La perle noire, onyx profond, l’œil du petit oiseau me regarde, je ne l’ai pas quitté et puis il s’est soudainement envolé.
Pourquoi son départ, que je pressentais, me rend-il si triste soudainement ?
6
Paul ?
Qui veux-tu que ce soit quand tu composes mon numéro !
Euh ouais c’est pas faux, dis donc, comment tu as trouvé Lou l’autre jour, au restaurant ?
J’ai trouvé qu’avec une silhouette aussi parfaite, elle avait pourtant un sacré coup de fourchette, sans oublier une bonne descente.
Elle est canon hein ? Je ne fais pas trop vieux près d’elle, je n’ai pas envie qu’on me prenne pour son père, je n’ai pas envie du tout ! Elle me bouffe toute mon énergie, j’adore, mais sur la durée, j’espère tenir, si elle ne me largue pas avant, l’essoufflement. Tu ne dis rien ?
Il faut pour que je te réponde que je puisse en placer une ! J’ai l’impression d’avoir avec toi, une conversation de fille… « Alors comment tu le trouves mon nouveau mec, il assure comme une bête, hein, t’es jalouse au moins ? »
Arrête !
Lou est une jeune femme formidable, elle est belle, elle sait ce qu’elle veut, elle a de l’humour, c’est une fille très attachante, c’est pour ça que je ne comprends pas ce qu’elle fait avec toi ! Ce serait bien que tu la gardes un peu, que tu la ménages, elle n’est peut-être pas aussi solide qu’elle le laisse paraître, fais attention à elle.
Je crois que je suis en train de tomber amoureux Paul, tu sais les femmes, je pratique, je consomme et au revoir, là c’est différent, je suis comme un ado avec elle, j’ai peur de la perdre, je suis jaloux, ça me tue. Et toi, toujours rien à l’horizon ?

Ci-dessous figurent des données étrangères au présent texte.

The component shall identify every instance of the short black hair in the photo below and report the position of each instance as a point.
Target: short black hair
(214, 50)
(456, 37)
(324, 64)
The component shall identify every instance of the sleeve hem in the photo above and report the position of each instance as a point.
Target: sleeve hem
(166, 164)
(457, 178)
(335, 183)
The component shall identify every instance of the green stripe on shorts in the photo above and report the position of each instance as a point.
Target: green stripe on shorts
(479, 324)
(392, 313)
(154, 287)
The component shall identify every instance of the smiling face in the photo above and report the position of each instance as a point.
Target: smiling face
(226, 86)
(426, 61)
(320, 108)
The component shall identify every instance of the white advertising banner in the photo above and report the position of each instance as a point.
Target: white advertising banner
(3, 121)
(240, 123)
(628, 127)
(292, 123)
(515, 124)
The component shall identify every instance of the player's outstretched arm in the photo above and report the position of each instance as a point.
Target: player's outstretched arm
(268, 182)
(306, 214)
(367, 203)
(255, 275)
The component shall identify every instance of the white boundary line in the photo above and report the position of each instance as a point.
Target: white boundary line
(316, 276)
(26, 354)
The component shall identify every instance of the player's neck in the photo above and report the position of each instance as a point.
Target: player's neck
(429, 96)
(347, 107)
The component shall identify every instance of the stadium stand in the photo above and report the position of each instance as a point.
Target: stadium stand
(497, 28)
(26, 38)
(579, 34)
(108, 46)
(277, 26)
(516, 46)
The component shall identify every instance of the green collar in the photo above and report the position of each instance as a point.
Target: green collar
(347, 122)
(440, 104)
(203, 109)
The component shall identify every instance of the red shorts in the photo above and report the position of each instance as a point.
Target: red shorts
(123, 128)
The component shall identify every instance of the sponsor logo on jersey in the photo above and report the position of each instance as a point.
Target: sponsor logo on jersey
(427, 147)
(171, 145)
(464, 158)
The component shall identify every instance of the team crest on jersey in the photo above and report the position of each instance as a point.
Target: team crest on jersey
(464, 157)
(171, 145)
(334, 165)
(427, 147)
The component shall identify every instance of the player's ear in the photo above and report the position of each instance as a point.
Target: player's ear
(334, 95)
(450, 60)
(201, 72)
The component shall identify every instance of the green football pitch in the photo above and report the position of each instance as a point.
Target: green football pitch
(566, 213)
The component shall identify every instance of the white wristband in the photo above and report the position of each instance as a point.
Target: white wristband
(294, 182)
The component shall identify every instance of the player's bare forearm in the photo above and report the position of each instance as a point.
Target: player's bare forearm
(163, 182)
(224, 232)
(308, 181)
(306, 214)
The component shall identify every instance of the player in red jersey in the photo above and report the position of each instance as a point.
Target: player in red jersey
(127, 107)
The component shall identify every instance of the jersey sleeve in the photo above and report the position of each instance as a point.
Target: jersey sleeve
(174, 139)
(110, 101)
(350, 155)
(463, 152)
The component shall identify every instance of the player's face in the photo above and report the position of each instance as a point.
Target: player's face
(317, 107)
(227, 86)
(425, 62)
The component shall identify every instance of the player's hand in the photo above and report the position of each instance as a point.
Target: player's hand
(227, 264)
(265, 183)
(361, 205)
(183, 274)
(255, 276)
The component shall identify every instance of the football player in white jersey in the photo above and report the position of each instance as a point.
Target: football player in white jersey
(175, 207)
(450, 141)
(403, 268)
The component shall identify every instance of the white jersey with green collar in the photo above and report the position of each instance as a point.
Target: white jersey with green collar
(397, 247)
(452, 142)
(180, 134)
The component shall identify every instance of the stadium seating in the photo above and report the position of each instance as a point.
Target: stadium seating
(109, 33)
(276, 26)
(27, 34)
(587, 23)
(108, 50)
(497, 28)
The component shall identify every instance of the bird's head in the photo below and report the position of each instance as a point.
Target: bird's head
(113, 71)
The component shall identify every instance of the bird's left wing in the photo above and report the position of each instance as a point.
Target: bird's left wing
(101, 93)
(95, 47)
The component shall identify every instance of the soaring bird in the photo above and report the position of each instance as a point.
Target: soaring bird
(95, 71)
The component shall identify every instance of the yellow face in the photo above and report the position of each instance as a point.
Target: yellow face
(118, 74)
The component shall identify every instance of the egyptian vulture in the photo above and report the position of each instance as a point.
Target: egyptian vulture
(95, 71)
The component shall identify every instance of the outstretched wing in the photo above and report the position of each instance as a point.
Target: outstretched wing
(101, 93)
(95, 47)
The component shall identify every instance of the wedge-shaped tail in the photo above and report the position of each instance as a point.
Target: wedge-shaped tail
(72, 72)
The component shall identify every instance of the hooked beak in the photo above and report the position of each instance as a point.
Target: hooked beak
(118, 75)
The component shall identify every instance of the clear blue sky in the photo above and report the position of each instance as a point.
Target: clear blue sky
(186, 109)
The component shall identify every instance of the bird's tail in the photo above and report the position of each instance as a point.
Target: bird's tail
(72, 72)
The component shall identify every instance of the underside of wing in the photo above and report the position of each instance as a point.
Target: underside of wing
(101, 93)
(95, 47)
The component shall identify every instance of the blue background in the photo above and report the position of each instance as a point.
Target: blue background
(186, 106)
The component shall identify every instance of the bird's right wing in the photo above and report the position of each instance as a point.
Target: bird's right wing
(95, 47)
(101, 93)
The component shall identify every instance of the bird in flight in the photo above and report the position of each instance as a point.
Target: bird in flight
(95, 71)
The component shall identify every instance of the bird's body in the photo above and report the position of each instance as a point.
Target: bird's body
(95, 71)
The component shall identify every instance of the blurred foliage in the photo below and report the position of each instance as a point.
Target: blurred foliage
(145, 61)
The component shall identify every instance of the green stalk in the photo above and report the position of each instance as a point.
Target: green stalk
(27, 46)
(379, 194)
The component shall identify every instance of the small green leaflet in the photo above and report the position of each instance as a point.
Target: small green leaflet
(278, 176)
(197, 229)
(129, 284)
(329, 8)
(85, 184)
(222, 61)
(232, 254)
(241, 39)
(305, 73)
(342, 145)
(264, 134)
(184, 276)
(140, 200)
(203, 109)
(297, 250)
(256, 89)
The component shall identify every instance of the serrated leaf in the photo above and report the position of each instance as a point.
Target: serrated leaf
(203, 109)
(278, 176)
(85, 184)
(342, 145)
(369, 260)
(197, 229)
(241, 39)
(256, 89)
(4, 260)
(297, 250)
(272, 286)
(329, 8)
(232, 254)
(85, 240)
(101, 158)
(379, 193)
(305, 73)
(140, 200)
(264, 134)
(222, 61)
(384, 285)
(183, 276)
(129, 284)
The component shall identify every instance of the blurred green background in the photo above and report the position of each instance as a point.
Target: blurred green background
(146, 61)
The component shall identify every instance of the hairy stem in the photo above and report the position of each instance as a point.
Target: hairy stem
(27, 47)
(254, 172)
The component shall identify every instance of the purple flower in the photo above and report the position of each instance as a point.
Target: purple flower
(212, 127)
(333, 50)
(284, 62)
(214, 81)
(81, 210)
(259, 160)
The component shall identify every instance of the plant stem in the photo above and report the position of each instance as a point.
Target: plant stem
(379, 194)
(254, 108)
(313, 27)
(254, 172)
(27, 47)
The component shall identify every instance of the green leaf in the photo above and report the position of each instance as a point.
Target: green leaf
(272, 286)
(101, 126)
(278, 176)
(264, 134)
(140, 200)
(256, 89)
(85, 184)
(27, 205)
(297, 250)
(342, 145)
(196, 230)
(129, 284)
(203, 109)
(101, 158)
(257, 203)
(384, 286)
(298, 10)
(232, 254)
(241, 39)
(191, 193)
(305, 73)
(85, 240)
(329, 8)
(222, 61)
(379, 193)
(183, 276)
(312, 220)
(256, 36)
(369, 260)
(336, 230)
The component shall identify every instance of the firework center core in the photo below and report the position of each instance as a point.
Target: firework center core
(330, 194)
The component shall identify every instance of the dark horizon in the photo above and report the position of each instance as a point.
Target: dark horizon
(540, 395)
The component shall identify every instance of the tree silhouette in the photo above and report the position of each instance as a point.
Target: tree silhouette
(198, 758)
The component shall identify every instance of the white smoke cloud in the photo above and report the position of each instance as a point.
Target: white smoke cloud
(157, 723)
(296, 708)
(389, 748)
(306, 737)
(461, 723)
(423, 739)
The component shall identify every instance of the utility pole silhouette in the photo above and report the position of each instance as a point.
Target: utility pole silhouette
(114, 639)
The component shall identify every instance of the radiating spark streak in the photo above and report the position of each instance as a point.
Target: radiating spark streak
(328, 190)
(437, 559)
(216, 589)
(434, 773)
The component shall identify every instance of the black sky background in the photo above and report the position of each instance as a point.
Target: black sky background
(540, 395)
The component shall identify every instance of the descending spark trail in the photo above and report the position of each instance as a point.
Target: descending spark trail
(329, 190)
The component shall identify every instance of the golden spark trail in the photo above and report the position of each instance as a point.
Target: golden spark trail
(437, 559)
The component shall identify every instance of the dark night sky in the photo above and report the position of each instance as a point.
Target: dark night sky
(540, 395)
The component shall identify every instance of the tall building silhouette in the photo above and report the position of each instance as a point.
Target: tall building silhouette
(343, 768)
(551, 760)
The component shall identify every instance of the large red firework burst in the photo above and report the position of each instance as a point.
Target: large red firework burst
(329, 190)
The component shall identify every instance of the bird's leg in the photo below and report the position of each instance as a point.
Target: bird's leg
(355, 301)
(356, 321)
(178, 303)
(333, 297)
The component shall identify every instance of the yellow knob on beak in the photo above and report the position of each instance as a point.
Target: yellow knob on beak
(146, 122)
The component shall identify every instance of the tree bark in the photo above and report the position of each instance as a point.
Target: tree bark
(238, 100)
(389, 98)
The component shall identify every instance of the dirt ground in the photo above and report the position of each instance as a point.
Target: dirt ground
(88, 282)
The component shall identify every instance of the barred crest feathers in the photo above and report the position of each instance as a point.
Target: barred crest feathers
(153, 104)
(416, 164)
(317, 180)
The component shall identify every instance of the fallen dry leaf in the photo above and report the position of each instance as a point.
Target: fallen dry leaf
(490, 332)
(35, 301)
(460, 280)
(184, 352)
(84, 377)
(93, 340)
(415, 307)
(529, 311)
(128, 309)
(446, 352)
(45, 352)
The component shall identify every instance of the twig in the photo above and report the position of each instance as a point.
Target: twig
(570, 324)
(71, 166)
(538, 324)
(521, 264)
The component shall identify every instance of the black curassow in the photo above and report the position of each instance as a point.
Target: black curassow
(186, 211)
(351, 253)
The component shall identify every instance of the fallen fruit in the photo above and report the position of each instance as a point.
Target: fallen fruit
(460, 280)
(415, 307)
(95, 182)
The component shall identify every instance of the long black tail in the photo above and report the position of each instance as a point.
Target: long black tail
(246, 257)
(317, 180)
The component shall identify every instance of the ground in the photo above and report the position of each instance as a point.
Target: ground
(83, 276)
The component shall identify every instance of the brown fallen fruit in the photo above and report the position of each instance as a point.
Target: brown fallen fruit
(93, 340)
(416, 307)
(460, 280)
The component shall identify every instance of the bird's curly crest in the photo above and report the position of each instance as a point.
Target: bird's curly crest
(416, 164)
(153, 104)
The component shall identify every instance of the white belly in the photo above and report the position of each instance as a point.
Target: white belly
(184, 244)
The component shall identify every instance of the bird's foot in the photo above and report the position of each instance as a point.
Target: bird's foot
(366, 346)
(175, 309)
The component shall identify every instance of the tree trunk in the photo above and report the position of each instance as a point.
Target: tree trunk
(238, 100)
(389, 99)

Moi ? Je crois que je suis prêt à tomber amoureux aussi, je crois que ce serait bien, j’en ai marre de la ville, je me vois bien à la campagne, pas trop loin de la mer. J’aspire à voir grandir mes gosses, dans un environnement sain, tu vois, mais avant…
Mais avant il faut dénicher la femelle…
Comme c’est joliment dit
Et l’hystérique de l’ascenseur ? Tu l’as oublié ?
Non, je passe demain chez tante Jeanne.
Pourquoi tu ne vas pas directement toquer à sa porte ? Tu lui demandes comment va sa jambe ?
Son poignet !
Oui bon, tu lui demandes comment elle va, tu enchaines avec les problèmes récurrents d’ascenseur, tu en rajoutes, tu lui dis que tu as vu le film de ta vie défiler dans le noir, que depuis t’es claustrophobe, que vous auriez pu y rester tous les deux, bref, si après ce déballage, tu n’es pas dans l’appart, tu l’invites à diner si elle sourit, si ses lèvres forment un sens interdit, tu l’invites simplement à déjeuner, si les commissures vont vers le sol, tu l’invites à prendre le thé et un petit gâteau chez la mère Piron.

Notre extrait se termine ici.